Holtby-Abgang: Hält diese "Ehe" bis zum Saisonende?
GELSENKIRCHEN Das Pokerspiel ist beendet: Gestern gab der FC Schalke 04 nun auch offiziell bekannt, was das Medienhaus Bauer bereits berichtet hatte: Lewis Holtby hat das Schalker Vertragsangebot abgelehnt.
Lewis Holtby wechselt zu Tottenham Hotspurs. (Foto: dpa)
„Wir haben uns gewünscht, dass Lewis seine Zukunft auch über die Spielzeit hinaus beim FC Schalke 04 sieht. Doch ähnlich wie Klaas-Jan Huntelaar hat er nun eine sportliche Entscheidung getroffen, die wir respektieren“, erklärte Schalke-Manager Horst Heldt.

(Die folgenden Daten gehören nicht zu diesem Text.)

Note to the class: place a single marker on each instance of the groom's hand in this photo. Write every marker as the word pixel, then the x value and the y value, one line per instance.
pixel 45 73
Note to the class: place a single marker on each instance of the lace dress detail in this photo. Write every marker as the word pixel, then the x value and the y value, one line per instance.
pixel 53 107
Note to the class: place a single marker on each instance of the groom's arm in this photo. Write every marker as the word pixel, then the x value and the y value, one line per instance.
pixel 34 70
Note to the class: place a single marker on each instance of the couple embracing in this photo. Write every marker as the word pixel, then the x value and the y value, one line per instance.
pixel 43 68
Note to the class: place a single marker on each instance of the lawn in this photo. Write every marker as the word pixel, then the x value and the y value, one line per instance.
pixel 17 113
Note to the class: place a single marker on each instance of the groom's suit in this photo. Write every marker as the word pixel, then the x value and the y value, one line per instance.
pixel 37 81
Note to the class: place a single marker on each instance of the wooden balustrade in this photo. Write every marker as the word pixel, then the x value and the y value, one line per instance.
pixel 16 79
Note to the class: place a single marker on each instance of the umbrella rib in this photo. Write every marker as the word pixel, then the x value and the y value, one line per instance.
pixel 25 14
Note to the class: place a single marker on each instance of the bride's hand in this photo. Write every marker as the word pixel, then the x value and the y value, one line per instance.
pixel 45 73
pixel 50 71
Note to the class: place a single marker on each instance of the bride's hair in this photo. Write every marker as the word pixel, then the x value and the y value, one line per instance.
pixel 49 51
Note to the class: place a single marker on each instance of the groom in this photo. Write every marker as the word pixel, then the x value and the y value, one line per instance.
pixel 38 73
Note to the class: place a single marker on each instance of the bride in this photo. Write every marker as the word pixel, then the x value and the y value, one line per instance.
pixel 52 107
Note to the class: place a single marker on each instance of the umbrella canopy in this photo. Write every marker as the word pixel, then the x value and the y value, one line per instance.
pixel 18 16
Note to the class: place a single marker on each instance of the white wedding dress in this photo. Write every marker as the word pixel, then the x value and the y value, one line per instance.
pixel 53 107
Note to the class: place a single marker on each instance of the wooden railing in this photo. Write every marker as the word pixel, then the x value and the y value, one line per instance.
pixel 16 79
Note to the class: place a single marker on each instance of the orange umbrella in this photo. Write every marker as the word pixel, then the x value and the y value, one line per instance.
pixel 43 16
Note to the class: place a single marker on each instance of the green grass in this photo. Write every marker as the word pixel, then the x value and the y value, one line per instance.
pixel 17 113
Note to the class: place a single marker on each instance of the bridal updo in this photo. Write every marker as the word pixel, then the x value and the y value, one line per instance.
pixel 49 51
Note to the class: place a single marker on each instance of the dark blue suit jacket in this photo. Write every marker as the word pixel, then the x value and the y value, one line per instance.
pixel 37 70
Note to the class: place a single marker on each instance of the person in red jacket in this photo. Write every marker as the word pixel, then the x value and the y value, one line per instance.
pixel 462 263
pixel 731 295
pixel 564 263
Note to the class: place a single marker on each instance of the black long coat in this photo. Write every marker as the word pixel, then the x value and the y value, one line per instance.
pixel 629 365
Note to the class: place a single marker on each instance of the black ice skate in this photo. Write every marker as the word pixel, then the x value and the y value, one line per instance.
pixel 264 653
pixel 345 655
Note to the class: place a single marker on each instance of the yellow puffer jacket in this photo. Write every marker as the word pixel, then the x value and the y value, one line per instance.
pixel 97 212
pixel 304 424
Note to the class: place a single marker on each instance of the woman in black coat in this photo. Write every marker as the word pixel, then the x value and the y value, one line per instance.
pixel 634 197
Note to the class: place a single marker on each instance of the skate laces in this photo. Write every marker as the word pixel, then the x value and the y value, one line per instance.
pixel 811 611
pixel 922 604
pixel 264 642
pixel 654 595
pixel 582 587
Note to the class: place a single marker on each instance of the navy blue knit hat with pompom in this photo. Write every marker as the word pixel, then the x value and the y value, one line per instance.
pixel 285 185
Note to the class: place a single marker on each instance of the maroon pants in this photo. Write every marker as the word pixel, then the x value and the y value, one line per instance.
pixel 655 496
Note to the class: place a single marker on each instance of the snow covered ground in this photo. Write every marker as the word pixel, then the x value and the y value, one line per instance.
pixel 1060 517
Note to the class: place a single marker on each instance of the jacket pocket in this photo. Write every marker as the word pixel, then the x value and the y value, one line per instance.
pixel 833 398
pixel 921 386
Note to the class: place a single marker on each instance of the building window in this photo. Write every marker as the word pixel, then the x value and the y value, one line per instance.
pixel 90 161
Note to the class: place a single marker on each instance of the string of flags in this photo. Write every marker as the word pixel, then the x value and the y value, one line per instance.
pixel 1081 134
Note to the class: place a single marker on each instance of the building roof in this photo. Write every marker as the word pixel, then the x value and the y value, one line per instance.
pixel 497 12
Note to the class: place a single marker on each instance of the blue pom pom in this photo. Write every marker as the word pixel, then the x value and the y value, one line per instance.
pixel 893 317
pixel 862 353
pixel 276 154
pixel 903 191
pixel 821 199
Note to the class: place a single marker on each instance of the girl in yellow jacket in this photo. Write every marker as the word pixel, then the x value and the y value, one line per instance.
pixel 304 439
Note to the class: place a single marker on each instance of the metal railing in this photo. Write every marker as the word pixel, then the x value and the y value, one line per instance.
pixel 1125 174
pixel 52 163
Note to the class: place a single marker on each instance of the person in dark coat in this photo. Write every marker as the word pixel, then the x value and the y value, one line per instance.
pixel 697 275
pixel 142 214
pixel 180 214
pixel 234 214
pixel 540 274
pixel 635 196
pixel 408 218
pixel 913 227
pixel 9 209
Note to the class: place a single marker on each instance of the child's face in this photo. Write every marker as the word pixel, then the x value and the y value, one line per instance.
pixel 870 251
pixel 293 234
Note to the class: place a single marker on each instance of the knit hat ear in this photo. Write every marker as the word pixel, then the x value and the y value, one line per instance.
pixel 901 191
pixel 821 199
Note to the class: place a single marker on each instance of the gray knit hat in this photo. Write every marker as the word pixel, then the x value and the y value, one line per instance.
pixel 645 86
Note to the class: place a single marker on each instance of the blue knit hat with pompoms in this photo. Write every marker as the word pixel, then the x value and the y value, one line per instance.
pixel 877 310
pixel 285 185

Wohin Holtby (Foto) wechseln wird, ist noch offen. Als „heißeste“ Interessenten gelten der FC Liverpool, FC Arsenal und Tottenham Hotspurs. Ob der 22-Jährige erst nach dem Saisonende oder eventuell schon in der Winterpause wechselt, ist ebenfalls eine spannende Frage. Schalke muss abwägen, ob es seinen vorzeitigen Wechsel sportlich verkraften kann. Holtby hatte sich seit seiner Rückkehr zu den Königsblauen 2011 zum Stammspieler hochgearbeitet und vor allem in der U 21-Nationalelf, die sich für die EM-Endrunde 2013 in Israel qualifiziert hat, überragende Leistungen geboten. Zuletzt zeigte seine Formkurve jedoch nach unten.
Andererseits könnte Schalke 04 bei einem entsprechenden Angebot noch eine Ablösesumme für Holtby bekommen. Das scheint jedoch nicht geplant zu sein. Denn Manager Heldt betont: „Wir sind uns sicher, dass Lewis bis zum letzten Spieltag der Saison alles dafür geben wird, zum sportlichen Erfolg unserer Mannschaft seinen Beitrag zu leisten.“ Laut Heldt gibt es bisher auch keine Anfrage für Holtby.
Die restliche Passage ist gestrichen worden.